Восторгалась Ася и тем, какой дивный город Санкт-Петербург (само это казенное название она произносила так трогательно по-старинному, что казалось, будто ему возвращаются утраченные былые твердые знаки), рассказывала, как они с мамой в этом великолепном городе, среди царских дворцов и всяческой неописуемой красоты, ютятся в тесной общежитской каморке, на которую уходит половина и так-то мизерной Асиной зарплаты. Но ничего, не беда: выживать на оставшуюся половину они научились. Особенно мне запомнилось, с какой нежностью она говорила о Неве. Протекает там, в Питере, такая благословенная река: помните рассказы о блокадном Ленинграде? Немало она тогда жизней спасала. Так вот, Ася объяснила, что ее путь на работу пролегал через один из многочисленных невских мостов, на котором целыми днями рыбачат подростки, пенсионеры, да и все, кому не лень. А вечером, когда она с работы возвращалась, на мосту идет бойкая торговля наловленной там же рыбешкой. Недорого! Возможно, потому, что улов, добытый из вод, протекающих через большой город, строго говоря, не вполне съедобен. Но моя собеседница говорила об этом с благодарностью, как о чудесной удаче, ведь они, что ни день, жарили ту рыбу, ели с картошкой. «Это нас спасало, а то бы, наверное, умерли с голоду», – призналась Ася-Анжела, и ее девчоночьи прозрачные глаза погрустнели совсем не по-детски. И я тоже вслед за ней подумал: да, спасибо вам, рыбаки, умельцы, любители, кто бы вы ни были! Ловите, обязательно ловите, да не иссякнет притравленная городская рыбешка! Может быть, не только наша Анжелика с мамой обязаны вам жизнью в современной «демократической» России.
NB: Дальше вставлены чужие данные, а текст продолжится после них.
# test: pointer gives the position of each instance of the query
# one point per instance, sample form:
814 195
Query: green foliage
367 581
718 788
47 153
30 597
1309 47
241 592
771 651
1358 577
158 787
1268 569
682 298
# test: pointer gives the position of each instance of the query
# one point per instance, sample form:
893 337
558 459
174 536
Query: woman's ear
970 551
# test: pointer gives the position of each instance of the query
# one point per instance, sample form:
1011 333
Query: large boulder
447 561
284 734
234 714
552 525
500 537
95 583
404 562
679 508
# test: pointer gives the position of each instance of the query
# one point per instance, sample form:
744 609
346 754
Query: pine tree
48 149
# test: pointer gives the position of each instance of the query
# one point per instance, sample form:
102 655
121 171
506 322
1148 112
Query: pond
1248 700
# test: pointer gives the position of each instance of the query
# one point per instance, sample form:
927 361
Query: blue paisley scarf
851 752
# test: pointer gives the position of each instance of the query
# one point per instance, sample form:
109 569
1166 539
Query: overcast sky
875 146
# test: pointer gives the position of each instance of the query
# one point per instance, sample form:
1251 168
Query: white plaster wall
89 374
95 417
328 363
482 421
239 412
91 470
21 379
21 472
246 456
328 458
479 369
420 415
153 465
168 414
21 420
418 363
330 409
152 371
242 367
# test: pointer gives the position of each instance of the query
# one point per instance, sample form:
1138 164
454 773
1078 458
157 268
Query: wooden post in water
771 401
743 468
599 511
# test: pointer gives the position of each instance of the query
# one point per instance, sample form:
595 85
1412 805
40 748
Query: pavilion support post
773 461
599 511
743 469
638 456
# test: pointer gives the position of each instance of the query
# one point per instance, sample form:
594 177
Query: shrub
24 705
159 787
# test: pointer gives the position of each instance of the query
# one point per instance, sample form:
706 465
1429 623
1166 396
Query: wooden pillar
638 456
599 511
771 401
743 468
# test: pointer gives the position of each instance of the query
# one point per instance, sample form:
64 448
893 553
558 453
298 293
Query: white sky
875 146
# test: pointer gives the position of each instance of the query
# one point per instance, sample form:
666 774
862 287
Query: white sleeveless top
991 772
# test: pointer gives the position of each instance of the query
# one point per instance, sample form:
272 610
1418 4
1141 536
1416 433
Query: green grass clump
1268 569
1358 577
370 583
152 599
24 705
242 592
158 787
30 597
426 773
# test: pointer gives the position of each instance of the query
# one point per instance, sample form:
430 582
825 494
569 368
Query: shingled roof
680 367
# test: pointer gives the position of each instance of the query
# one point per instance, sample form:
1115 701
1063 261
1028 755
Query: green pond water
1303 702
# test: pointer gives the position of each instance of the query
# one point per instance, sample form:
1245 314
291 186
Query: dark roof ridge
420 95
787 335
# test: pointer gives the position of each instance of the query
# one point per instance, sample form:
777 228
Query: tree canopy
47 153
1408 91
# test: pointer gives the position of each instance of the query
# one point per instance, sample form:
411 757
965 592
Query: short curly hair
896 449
Когда она рассказывала про «рыбный рацион», одна из наших собеседниц – Асина соседка по купе – фыркнула:

– Да ладно тебе прибедняться! Вон какие ящики у вас, половину купе заняли!

В ответ Ася залилась детским смехом:

– Что вы! Там одни книги!

Да, в трех большущих коробках из-под импортных товаров эти женщины не везли ничего, кроме ее книг! Никто такого не ожидал. Увидев наши удивленные, может быть, даже очумелые от изумления физиономии, Ася пояснила, что оставить их в Питере побоялась: без книг учебу не закончишь, они дорогие, а общежитие есть общежитие – могут пропасть, что тогда делать?

Я был восхищен. Смотрел на такого кристально чистого человека жадно, как говорится, в четыре глаза. Если правда, что в этом мире все продается и покупается, откуда она взялась? Вокруг нечистая суета, всеобщая гонка за рублем, и вдруг – такое чудо. Это было неправдоподобно, но я Всевышним клянусь: все, о чем здесь рассказываю, – сущая правда. И поражен был не я один: вскоре весь вагон говорил об этой чудесной Анжеле и ее матери.

Вечером все женщины из ближних купе собрались вместе, в том числе моя мама и те двое. Болтовня и смех вскоре сменились слезами – кто-то, плача, рассказывал, как забрали родственника, у другой погибли двое сыновей, у третьей еще... Вдруг Роза, асина мама, на весь вагон стала кричать: «Вай са к1ант! Вай са к1ант!», неистово колотя себя в грудь. Ей стало дурно. Пассажиры сбежались, обступили их в замешательстве. Анжела, судя по всему, далеко не впервые видела. подобный припадок. Не растерялась, стала утихомиривать, все твердила: «Мама! Х1умма дац! Неха ма белла! Все хорошо. Успокойся!» Розу заставили проглотить несколько таблеток, кажется, валериановых, дали понюхать нашатыря.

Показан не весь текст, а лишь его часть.